Ella lo besó para ocultar la verdad mientras se levantaba más y hacía que su posesión fuese más profunda y también hacía que él se dejara arrastrar. Él dejó escapar otra maldición mientras la acompañaba en el baile frenético del sexo. Era maravilloso, nunca se había atrevido a esperar que fuese así, gritó mientras se acercaba al límite de la inconsciencia y lo abrazó con fuerza mientras le caían unas lágrimas por las mejillas. Escondió la cara en su pecho, inhaló el sexy aroma de él y supo que quedaría grabado en su memoria para siempre… como quedaría grabado el momento en el que perdió la virginidad y se convirtió en una mujer de verdad con un hombre que no sabía cómo se llamaba.

Se movió cuando el corazón empezó a apaciguarse y el cuerpo de él se relajó, pero él volvió a abrazarla.

–Todavía no vas a irte a ningún sitio.

Esas palabras hicieron que la cabeza le diera vueltas, y que se diera cuenta de lo que había hecho. Por fin, el buen juicio estaba abriéndose paso entre la espesa niebla del deseo. Había perdido la virginidad y había puesto en peligro su empleo por un hombre que ni siquiera se había molestado en tener la cortesía de presentarse. Sus besos y sus palabras amables la habían seducido en el día que más vulnerable estaba, un día en el que necesitaba saber que estaba viva y demostrarse que podía ser una mujer que dirigía su propia vida.

La respiración de él se hizo más profunda cuando se quedó dormido y, aun así, la tenía firmemente agarrada contra él. Piper sabía que tenía que irse. Había sido una noche maravillosa, pero ella no era esa.

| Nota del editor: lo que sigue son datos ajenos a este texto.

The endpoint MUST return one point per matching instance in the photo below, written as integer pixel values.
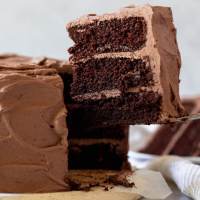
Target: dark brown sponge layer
(96, 75)
(118, 132)
(131, 108)
(97, 156)
(115, 35)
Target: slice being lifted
(126, 67)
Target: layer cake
(181, 139)
(100, 148)
(126, 67)
(33, 132)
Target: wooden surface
(98, 195)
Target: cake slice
(100, 148)
(126, 67)
(181, 139)
(33, 132)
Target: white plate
(141, 160)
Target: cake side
(34, 132)
(139, 82)
(170, 61)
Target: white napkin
(185, 174)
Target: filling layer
(95, 75)
(117, 132)
(115, 35)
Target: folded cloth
(185, 174)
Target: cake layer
(33, 136)
(103, 80)
(118, 132)
(98, 153)
(107, 73)
(143, 107)
(181, 139)
(112, 35)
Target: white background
(37, 27)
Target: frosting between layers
(33, 134)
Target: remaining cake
(103, 148)
(178, 139)
(33, 132)
(126, 66)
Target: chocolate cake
(126, 67)
(103, 148)
(100, 148)
(33, 132)
(181, 139)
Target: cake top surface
(128, 11)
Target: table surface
(177, 195)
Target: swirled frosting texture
(33, 132)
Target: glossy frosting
(33, 132)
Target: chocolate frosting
(33, 132)
(161, 48)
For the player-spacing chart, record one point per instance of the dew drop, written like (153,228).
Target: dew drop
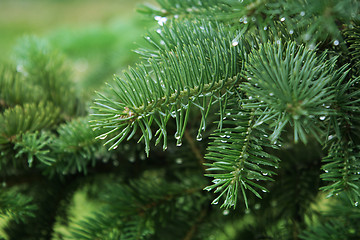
(179,142)
(226,212)
(177,135)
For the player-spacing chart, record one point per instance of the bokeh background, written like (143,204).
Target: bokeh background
(98,37)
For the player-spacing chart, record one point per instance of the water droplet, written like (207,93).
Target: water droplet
(179,142)
(234,43)
(177,135)
(226,212)
(179,161)
(132,158)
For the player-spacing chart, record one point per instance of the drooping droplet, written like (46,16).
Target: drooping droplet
(226,212)
(179,161)
(199,137)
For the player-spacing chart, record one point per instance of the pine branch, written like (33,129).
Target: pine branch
(16,206)
(171,85)
(238,158)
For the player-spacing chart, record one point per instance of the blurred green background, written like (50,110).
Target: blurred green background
(96,36)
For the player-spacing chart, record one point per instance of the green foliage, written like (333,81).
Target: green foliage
(291,85)
(47,70)
(269,89)
(171,83)
(15,206)
(142,208)
(239,158)
(29,118)
(33,145)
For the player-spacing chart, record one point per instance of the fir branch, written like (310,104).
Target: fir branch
(16,206)
(172,84)
(28,118)
(342,170)
(291,85)
(34,145)
(238,158)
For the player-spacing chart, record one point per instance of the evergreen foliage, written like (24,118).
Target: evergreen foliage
(270,91)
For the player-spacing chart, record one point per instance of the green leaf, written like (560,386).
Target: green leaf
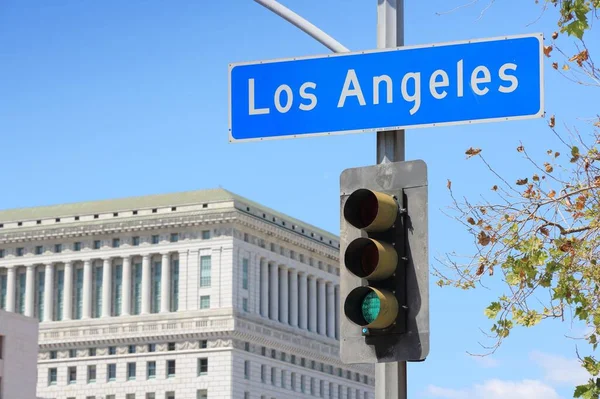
(492,311)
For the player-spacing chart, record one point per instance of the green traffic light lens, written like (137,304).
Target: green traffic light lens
(371,307)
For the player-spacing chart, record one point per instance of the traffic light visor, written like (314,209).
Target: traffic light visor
(371,307)
(371,259)
(370,210)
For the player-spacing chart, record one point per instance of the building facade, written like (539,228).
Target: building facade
(18,356)
(202,294)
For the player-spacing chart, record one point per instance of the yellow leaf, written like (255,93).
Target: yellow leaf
(472,152)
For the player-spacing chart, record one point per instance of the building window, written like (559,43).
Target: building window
(97,289)
(117,285)
(203,366)
(171,368)
(205,271)
(151,367)
(72,375)
(78,293)
(174,285)
(245,273)
(131,371)
(247,369)
(137,288)
(205,302)
(41,283)
(91,374)
(156,286)
(52,374)
(111,372)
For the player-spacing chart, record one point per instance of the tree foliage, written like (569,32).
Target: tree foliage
(541,231)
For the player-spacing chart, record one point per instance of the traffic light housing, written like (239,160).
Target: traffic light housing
(384,271)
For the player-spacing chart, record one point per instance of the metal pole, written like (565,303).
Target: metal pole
(304,25)
(390,33)
(390,378)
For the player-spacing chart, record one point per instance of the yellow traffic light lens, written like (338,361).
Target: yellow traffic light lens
(371,307)
(370,210)
(371,259)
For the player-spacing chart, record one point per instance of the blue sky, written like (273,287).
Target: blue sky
(109,99)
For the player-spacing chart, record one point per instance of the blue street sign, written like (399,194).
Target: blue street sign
(483,80)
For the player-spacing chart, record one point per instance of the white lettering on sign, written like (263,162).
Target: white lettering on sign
(351,79)
(479,80)
(308,96)
(434,84)
(290,98)
(514,83)
(251,109)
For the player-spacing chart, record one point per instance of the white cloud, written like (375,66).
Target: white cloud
(497,389)
(560,370)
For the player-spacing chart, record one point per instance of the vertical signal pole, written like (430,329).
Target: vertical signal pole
(390,378)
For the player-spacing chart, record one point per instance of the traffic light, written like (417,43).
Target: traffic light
(384,271)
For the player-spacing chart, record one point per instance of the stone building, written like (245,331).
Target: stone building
(201,294)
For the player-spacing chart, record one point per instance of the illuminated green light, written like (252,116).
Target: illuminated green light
(370,307)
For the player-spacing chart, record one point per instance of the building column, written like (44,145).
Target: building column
(146,284)
(312,303)
(264,288)
(87,289)
(330,310)
(10,289)
(30,291)
(165,284)
(337,311)
(303,302)
(106,287)
(49,292)
(68,292)
(283,295)
(321,307)
(274,291)
(126,287)
(294,297)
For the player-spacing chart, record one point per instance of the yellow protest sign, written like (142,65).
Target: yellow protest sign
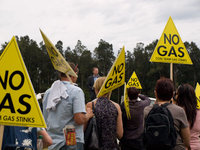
(57,59)
(116,75)
(126,102)
(170,48)
(197,91)
(134,81)
(18,104)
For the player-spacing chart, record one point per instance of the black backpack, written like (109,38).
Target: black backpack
(159,130)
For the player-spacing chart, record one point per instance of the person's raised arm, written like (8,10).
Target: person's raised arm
(80,115)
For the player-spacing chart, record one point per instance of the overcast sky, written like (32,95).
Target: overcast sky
(120,22)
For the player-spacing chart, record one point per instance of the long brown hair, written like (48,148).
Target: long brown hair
(187,99)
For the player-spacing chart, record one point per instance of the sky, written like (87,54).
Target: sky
(119,22)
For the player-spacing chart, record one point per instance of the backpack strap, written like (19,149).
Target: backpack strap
(93,107)
(165,104)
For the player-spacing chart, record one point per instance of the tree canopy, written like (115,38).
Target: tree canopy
(42,73)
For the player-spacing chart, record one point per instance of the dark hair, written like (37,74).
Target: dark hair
(73,66)
(132,93)
(164,89)
(187,99)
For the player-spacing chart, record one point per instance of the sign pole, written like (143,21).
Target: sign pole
(1,135)
(171,71)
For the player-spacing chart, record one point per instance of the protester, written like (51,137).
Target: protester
(64,104)
(133,128)
(47,141)
(164,93)
(19,137)
(91,81)
(186,98)
(109,118)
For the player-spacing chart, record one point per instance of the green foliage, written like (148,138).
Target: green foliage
(42,73)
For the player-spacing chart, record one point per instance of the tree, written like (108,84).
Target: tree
(104,56)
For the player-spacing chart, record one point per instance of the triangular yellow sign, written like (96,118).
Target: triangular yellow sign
(57,59)
(18,104)
(134,81)
(197,91)
(116,75)
(126,102)
(170,48)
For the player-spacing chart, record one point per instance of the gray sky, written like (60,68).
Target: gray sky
(120,22)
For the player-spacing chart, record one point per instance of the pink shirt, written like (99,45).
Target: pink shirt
(195,133)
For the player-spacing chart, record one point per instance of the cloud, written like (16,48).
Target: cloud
(120,22)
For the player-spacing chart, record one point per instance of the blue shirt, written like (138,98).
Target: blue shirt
(63,115)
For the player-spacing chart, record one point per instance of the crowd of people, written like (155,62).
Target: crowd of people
(172,122)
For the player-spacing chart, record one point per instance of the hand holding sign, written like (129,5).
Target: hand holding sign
(18,104)
(57,59)
(116,75)
(134,82)
(170,48)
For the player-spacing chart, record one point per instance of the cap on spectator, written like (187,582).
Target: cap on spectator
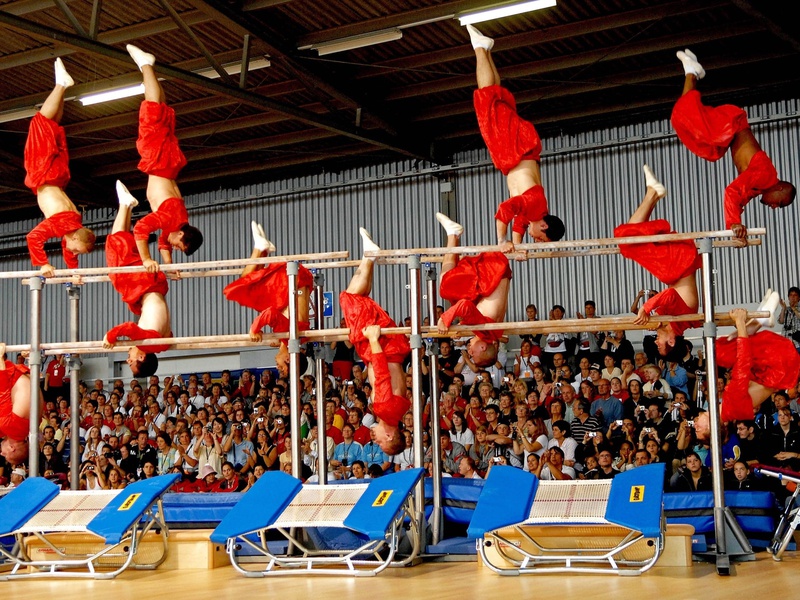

Se levantó de la cama con cuidado y se vistió sin ver casi nada. Él se agitó y ella miró su hermoso rostro y su cuerpo delgado medio tapado por la sábana. Se lo grabó en la memoria porque era un hombre que solo quería aventuras esporádicas y ella lo sabía a pesar de su inocencia.

Salió en silencio de la habitación del hombre que ni siquiera sabía cómo se llamaba, el hombre al que no vería nunca más mientras ella volvería a ser la mujer tímida que hacía un año había llegado a Londres desde Australia.